The number of hepatic resections is even further increasing since metastases of other primaries are progressively treated with surgery, such as breast carcinoma, melanoma, GIST and neuroendocrine tumors [12, 13]. For example, the reported 5-year survival rates in carefully selected populations are 21–60 % for breast carcinoma and up to 60–80 % for neuroendocrine tumors.
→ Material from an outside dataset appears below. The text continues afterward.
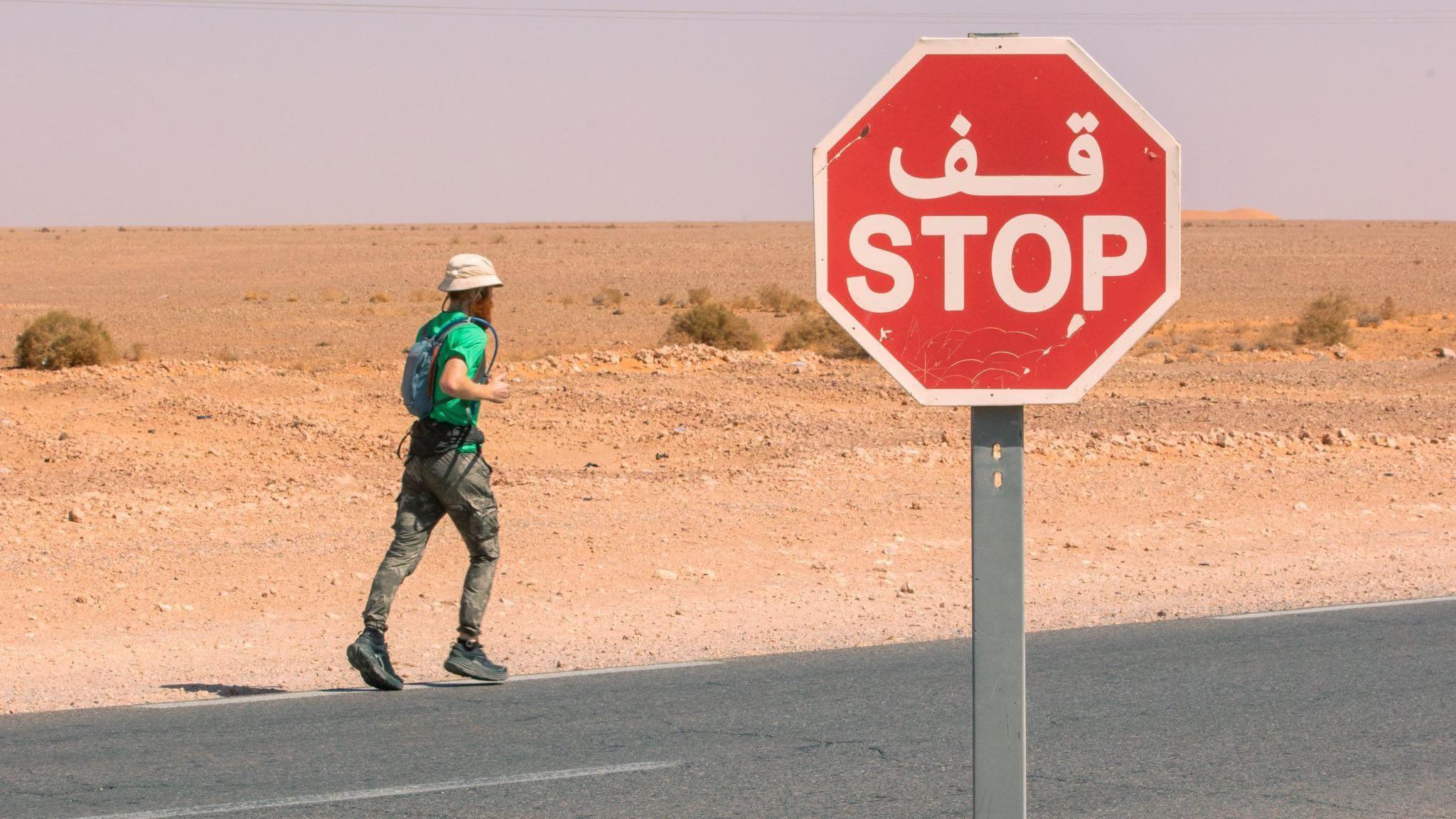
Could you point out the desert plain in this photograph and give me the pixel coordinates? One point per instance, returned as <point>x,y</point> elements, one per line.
<point>204,520</point>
Contrary to metastatic liver disease (apart from selected cases with metastases from neuroendocrine tumors), liver transplantation (LTX) is part of the standard curative treatment arsenal in patients with limited HCC and in rare cases of ICC [1417]. HCC nearly always develops in patients with known liver disease (mostly cirrhosis due to HBV or HCV) and thus often compromised liver function [14, 18]. LTX has the advantage of treating the underlying liver disease and associated future “de novo” HCC risk, leading to better overall and recurrence-free survival (RFS) than hepatic resection. Patient selection for LTX is strict and generally based on the Milan criteria (a solitary lesion of <5 cm in diameter or up to 3 lesions all <3 cm in diameter and no macroscopic vascular invasion or extrahepatic metastasis) [19]. Adherence to these criteria has resulted in 5-year survival rates of >70 %, slightly worse than survival rates after LTX for non-tumorous conditions (3-year survival of 71 vs 84 % [20]) [14, 15, 19, 21, 22]. Paucity of donor organs has made resection a reasonable alternative for LTX in selected cases (patients with a solitary HCC <5 cm and a Child Pugh A score without portal hypertension) [23, 24]. Furthermore, in patients with an HCC <3 cm ablative techniques, such as radiofrequency ablation, are also a curative option [24].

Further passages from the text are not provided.